For the Bayesian nonlinear filtering, the posterior density may be non-Gaussian. There are two reasons bringing about the non-Gaussian cases. The first reason is that non-Gaussian observation densities make the posterior density non-Gaussian. An optimal filter has been proposed to address this problem [
37]. It can modify the Kalman filter to handle the non-Gaussian observation density. The second reason is that nonlinear measurement makes the Gaussian densities become non-Gaussian. The Monte Carlo method can be used to solve this problem with large computational burden.

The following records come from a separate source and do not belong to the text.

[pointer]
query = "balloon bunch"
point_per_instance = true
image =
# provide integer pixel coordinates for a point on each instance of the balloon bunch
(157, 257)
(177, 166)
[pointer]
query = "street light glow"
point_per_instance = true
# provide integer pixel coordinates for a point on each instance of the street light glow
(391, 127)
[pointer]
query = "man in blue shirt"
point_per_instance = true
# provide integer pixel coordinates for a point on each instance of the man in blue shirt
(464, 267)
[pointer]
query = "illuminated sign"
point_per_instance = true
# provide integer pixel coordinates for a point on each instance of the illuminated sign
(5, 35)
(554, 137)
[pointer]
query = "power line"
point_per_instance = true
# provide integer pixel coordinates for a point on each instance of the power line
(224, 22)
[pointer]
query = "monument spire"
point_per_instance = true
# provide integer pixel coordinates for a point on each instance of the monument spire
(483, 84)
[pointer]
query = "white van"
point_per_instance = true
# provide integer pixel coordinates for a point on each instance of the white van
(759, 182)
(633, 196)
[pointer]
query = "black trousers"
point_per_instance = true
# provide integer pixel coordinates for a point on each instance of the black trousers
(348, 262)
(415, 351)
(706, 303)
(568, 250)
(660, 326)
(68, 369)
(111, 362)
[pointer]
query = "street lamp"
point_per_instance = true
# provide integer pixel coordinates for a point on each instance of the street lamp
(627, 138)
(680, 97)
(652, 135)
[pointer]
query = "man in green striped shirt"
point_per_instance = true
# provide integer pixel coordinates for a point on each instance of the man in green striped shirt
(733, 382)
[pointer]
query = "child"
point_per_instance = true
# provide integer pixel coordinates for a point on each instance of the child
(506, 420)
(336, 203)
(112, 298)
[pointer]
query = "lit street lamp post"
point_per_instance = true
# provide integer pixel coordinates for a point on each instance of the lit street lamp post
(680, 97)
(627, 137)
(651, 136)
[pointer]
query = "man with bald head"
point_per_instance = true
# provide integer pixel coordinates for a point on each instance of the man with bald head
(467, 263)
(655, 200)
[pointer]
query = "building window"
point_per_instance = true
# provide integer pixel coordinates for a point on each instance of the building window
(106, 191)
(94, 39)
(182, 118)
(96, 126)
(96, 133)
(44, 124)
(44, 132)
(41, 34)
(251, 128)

In the derivation of our method, we can note that the information geometric optimization for filtering can be extended to some non-Gaussian case, such as the exponential density. When the density has the analytic form, the metric can be computed, and the information geometric optimization can be used to derive the filtering method. Besides, we can use the fact that the non-Gaussian density can be approximated by the sum of some Gaussian densities to convert the non-Gaussian density into the Gaussian density, then the proposed method in this paper can be utilized in each Gaussian density component. In future work, we will continue to combine the information geometric optimization with non-Gaussian filtering, and provide some approaches for addressing the problems of non-Gaussian density in the filtering.